The model parameters were successfully calibrated with the field measurements of daily soil temperatures and soil water storage in different soil depths from the CT system, proven by the soil temperatures and water storage which were well simulated by the model at all soil depths. For NT tillage systems for the model evaluation, the CoupModel provided “moderate to good agreements” between simulated and measured soil temperature. Overall, the temporal and spatial variations of soil temperature and water were successfully predicted by the CoupModel. The soil temperatures in all soil depths were overestimated for both tillage systems during the period from November of 2010 to February of 2011, which is attributed to some critical parameters that influenced the soil heat processes in the soil freezing period. These parameters were not considered in calibration or were not fully calibrated.

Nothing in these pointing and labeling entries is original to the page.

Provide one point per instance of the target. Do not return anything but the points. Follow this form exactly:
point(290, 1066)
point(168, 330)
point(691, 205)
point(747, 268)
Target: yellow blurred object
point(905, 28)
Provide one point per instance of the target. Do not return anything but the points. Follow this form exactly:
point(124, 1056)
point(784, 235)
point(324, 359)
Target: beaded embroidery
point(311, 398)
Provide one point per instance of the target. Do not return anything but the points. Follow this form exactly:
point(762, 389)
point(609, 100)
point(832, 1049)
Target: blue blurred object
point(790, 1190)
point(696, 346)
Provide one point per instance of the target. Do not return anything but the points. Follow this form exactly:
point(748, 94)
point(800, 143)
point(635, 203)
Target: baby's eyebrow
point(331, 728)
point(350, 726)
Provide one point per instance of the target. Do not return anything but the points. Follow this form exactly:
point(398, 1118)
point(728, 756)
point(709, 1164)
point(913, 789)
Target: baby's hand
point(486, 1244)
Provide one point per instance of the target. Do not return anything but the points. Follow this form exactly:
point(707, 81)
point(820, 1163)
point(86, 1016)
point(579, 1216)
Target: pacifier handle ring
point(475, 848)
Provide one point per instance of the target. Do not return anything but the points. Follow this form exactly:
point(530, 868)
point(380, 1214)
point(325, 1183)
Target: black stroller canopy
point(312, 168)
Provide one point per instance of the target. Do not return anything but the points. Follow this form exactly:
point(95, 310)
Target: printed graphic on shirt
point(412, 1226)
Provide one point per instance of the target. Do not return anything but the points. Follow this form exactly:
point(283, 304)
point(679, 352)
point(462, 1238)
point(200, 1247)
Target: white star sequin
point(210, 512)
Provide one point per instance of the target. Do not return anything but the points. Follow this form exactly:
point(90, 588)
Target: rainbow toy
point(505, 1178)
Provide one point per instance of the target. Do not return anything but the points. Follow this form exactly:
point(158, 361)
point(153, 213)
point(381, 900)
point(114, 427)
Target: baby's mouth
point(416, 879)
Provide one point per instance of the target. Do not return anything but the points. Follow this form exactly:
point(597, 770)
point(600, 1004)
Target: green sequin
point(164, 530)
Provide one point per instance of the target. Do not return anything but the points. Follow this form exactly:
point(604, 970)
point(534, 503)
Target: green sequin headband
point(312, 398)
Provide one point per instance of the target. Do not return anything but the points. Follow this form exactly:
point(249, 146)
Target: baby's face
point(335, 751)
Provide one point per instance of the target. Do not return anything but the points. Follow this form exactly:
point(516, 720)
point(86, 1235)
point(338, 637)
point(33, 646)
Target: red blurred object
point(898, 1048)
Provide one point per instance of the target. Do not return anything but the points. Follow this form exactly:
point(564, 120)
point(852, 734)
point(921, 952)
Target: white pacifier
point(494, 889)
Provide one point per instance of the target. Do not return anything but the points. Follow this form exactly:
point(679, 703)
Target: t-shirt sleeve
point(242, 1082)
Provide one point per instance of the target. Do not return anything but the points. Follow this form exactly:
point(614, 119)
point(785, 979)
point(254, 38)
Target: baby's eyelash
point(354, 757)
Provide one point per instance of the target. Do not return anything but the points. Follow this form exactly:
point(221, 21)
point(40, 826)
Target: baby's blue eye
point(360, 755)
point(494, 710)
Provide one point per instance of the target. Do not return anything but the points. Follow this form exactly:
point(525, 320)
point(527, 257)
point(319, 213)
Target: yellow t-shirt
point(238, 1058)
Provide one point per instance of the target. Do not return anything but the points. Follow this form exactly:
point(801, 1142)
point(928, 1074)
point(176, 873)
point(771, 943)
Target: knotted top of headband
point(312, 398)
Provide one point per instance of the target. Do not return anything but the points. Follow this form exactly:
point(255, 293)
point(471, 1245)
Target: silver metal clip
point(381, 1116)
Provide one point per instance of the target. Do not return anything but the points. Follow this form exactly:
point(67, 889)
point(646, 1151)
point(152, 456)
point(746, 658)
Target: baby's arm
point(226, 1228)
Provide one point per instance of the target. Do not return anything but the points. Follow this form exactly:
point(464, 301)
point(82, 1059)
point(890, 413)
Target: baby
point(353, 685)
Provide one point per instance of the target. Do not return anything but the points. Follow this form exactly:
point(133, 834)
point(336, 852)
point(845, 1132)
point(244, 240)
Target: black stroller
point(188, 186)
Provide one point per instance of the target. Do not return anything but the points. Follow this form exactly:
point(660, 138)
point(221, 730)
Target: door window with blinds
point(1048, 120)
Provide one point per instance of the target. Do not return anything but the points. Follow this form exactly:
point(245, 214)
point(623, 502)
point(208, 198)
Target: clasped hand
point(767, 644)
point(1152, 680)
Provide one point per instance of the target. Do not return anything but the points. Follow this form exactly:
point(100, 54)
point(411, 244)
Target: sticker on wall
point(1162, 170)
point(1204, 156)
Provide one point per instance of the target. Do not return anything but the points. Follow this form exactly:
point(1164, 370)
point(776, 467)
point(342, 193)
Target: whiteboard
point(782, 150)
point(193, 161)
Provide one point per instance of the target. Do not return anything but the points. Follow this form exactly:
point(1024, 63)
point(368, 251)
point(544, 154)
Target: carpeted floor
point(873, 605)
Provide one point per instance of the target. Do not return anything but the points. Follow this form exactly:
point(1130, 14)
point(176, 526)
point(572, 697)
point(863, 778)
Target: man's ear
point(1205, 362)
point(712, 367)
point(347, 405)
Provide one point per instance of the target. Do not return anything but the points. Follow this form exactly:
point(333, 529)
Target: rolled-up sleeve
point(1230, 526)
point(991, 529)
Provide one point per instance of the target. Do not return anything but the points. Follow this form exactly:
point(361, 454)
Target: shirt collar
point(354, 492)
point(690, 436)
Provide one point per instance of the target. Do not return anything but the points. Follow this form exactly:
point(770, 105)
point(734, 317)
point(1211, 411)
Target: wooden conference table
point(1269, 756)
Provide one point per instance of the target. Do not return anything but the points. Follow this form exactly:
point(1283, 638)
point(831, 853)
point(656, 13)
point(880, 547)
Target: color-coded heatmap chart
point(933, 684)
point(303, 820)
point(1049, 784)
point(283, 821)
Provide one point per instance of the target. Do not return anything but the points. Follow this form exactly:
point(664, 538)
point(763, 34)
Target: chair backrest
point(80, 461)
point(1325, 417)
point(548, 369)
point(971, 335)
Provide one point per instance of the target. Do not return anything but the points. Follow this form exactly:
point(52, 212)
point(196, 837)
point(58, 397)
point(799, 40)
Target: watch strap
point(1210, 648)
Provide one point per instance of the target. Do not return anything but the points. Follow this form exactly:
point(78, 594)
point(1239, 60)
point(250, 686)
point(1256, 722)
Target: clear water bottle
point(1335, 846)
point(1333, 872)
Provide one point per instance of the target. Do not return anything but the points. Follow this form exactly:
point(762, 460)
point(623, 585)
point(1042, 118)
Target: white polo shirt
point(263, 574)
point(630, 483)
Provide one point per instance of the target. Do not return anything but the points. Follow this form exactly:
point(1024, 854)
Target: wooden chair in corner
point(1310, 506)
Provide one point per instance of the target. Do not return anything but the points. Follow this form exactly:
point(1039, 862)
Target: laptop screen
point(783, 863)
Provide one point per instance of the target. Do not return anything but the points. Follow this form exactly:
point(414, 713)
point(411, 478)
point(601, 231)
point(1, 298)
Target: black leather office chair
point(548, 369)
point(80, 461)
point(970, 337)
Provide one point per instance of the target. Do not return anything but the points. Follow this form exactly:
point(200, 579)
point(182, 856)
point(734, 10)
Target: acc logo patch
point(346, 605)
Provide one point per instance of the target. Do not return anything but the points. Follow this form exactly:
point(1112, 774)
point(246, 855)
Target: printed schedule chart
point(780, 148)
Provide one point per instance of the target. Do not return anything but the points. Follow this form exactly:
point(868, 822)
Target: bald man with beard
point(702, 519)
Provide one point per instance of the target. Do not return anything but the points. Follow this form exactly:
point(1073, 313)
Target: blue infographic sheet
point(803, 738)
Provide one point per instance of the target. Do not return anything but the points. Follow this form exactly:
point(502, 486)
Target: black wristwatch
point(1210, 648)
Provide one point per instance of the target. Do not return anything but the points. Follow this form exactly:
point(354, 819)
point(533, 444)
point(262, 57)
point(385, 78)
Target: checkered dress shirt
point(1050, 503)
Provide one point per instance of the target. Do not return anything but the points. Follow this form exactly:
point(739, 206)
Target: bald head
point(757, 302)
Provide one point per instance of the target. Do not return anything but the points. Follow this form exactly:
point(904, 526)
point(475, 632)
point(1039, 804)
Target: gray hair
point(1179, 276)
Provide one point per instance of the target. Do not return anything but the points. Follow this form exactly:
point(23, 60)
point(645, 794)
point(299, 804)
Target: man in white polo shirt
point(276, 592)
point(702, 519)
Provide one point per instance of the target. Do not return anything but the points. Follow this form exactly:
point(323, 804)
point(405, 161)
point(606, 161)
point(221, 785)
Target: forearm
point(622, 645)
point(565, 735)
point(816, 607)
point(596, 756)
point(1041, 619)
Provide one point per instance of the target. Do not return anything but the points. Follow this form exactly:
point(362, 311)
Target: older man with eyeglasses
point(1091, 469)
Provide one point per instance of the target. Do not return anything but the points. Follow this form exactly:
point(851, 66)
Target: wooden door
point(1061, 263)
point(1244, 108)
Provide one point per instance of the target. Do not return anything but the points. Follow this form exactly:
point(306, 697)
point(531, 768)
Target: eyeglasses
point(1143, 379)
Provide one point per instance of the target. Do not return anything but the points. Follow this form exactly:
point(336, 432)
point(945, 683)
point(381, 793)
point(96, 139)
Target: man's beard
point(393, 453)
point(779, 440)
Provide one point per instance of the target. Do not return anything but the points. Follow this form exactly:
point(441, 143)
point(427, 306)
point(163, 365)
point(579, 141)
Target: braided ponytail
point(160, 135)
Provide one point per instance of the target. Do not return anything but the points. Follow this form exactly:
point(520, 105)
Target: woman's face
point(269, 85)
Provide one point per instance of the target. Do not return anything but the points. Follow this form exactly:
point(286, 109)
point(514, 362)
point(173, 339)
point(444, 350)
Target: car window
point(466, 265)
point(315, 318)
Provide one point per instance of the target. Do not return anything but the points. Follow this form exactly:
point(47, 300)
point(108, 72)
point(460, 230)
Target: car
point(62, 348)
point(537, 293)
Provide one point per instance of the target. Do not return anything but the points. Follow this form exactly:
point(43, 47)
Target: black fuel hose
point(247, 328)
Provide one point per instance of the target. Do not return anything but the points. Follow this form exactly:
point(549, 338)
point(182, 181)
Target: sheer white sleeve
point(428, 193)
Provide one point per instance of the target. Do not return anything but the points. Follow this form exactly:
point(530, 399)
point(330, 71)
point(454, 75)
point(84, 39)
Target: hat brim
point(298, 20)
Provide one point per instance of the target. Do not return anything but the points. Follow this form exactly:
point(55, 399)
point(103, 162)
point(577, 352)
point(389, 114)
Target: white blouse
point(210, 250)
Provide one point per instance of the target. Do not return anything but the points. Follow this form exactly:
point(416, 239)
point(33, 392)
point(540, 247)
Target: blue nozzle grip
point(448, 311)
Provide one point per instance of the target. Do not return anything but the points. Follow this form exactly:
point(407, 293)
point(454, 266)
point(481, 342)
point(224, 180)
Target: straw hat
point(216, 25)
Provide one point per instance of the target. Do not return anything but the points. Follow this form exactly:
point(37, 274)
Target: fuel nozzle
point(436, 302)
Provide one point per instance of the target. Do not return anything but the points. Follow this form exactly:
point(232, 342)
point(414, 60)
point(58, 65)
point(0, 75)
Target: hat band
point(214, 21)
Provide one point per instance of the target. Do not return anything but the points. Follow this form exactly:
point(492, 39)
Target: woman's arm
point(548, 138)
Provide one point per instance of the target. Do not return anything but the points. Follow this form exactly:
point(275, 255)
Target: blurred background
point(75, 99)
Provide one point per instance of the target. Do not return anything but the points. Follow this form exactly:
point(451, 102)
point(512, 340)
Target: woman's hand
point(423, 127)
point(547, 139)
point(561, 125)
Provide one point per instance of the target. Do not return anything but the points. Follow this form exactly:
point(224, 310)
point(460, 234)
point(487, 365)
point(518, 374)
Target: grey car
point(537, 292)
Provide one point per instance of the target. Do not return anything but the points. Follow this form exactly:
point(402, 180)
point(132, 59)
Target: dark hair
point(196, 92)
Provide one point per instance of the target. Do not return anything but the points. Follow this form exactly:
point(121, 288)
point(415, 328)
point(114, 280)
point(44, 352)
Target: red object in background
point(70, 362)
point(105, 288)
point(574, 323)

It was concluded that the CoupModel proved to be a functional tool to predict soil heat and water processes for CT and NT systems in the cool, semiarid, and high-latitude seasonal frost conditions of Mollisols in northeast China. The model estimated the soil temperature, water, soil energy balance, and frost depth dynamics in relatively complex systems that combined plant dynamics with tillage and/or no tillage covered with crop straw mulching in the soil surface. The results of this study are valuable for testing the ability of the CoupModel and increasing our understanding of soil heat and water processes. For further research on the freeze–thaw process, consideration of the uncertainty caused by snow properties and measurements on soil water during the winter time are suggested.